Conservatives, such as Blum, have adopted Marshall’s tactics — to different ends, said Hans A. von Spakovsky, a fellow at the Heritage Foundation.

“There are plenty of groups who carefully cultivate cases,” von Spakovsky said. “The only thing that is unusual is it is mostly liberal groups who work on stuff like this.”

The search for a plaintiff to challenge affirmative action in higher education took Blum two years. He began the hunt in 2006, just after the Supreme Court narrowly upheld an affirmative action program at the University of Michigan.

Blum’s alma mater — the University of Texas — was a natural target: Blum knew the school used race as one factor in its admissions process. He set up the Web site UTNotFair.org to solicit the stories of white students whose applications had been rejected. He sifted through some 300 entries. He called attorneys, who might already have clients whose cases could lend themselves to his cause. He called old friends. He waited.

He considered one young man, but he seemed like a goofball who might go off the rails, Blum recalls. He met another student whose father said things that struck Blum as bigoted.

Then Blum heard from Abigail Fisher’s father.

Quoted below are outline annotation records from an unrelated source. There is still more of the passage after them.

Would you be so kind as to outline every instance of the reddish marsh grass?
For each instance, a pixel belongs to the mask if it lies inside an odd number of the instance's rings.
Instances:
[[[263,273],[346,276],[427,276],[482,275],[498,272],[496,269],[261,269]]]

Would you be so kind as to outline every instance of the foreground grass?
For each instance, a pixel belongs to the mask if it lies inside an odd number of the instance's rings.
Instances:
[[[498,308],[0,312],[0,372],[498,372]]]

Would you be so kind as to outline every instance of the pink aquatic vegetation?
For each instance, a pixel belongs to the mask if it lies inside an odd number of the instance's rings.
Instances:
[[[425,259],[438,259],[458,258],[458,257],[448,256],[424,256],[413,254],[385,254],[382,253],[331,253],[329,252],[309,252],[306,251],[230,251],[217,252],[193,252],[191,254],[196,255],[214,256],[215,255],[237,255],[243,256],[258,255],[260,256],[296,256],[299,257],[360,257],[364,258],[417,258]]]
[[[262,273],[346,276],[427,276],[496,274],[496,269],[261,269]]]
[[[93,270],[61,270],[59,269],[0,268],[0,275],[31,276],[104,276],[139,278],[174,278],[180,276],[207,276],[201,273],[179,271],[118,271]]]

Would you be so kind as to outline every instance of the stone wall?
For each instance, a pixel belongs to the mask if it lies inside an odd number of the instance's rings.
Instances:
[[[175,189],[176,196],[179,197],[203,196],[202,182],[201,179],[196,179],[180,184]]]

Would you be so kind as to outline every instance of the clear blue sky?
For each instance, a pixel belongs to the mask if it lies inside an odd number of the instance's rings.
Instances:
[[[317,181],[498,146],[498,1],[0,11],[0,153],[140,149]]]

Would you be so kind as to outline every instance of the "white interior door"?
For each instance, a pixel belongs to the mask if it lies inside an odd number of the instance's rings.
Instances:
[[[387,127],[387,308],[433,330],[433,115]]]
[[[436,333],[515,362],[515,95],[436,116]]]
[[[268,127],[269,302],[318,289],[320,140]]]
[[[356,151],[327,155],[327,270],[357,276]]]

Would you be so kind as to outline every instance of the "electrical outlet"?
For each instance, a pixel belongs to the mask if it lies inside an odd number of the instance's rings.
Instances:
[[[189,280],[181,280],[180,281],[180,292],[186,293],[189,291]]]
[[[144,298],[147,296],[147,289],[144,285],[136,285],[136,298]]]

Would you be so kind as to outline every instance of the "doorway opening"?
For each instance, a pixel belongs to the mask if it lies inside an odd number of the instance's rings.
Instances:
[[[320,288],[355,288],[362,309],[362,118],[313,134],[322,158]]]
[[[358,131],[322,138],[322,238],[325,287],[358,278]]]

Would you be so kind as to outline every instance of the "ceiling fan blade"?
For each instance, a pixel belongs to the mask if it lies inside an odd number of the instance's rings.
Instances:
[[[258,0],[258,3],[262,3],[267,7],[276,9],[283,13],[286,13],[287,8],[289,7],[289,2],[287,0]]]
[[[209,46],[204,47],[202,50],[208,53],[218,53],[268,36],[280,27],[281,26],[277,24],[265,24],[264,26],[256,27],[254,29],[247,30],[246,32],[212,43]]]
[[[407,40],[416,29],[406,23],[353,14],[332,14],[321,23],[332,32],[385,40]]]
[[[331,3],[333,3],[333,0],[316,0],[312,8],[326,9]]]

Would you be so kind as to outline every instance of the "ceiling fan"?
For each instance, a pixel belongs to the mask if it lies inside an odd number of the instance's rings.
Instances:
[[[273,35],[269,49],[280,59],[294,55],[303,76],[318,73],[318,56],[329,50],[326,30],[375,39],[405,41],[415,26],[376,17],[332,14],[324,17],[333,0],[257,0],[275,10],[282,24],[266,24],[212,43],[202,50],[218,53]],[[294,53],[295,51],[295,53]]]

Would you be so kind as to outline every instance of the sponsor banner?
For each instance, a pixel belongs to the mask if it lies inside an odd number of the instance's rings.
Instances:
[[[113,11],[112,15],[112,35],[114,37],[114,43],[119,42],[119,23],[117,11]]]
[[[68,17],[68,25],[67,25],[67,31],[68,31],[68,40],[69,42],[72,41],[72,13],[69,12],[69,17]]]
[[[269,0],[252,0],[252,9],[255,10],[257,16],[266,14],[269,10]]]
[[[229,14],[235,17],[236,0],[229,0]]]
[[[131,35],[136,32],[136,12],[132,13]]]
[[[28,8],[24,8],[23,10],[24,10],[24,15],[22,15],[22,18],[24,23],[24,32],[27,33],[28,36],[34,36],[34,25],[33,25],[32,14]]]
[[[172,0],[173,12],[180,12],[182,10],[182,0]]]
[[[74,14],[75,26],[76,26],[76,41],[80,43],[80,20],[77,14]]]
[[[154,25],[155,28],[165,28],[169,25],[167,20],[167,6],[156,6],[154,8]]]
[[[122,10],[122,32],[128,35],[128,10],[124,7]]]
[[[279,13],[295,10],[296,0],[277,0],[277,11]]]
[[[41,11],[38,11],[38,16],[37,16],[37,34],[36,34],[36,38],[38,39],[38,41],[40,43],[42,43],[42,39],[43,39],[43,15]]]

Blum had known the Fishers since before Abigail was born, and they knew of his hunt. Fisher had been denied admission to UT, the university her father and sister had attended, and she wanted to sue.

Blum look at Fisher’s academic record and then gave the A-student The Talk.

“It will be represented in court that you, as an individual 18-year-old kid, are questioning the wisdom and propriety of diversity in higher education,” he recalled saying. “And your friends may not like this. Your parents’ friends may not like this. . . . I’ll pay for it all. I’ll hold your hand throughout the years . . . but you have to be prepared for this.”

Fisher said yes. The justices agreed to hear the case, which was argued this fall.

“I don’t want to sound cocky, but I knew it,” Blum said.“I just knew it.”

At the same time, Blum was narrowing in on a plaintiff to challenge his other target: Section 5 of the Voting Rights Act, a triumph of the civil rights movement passed to protect black voters from literacy tests and Jim Crow election officials. The section requires certain states and jurisdictions — mostly in the South — to get Justice Department “pre-clearance,” or approval, before changing any law or procedure that affects voting.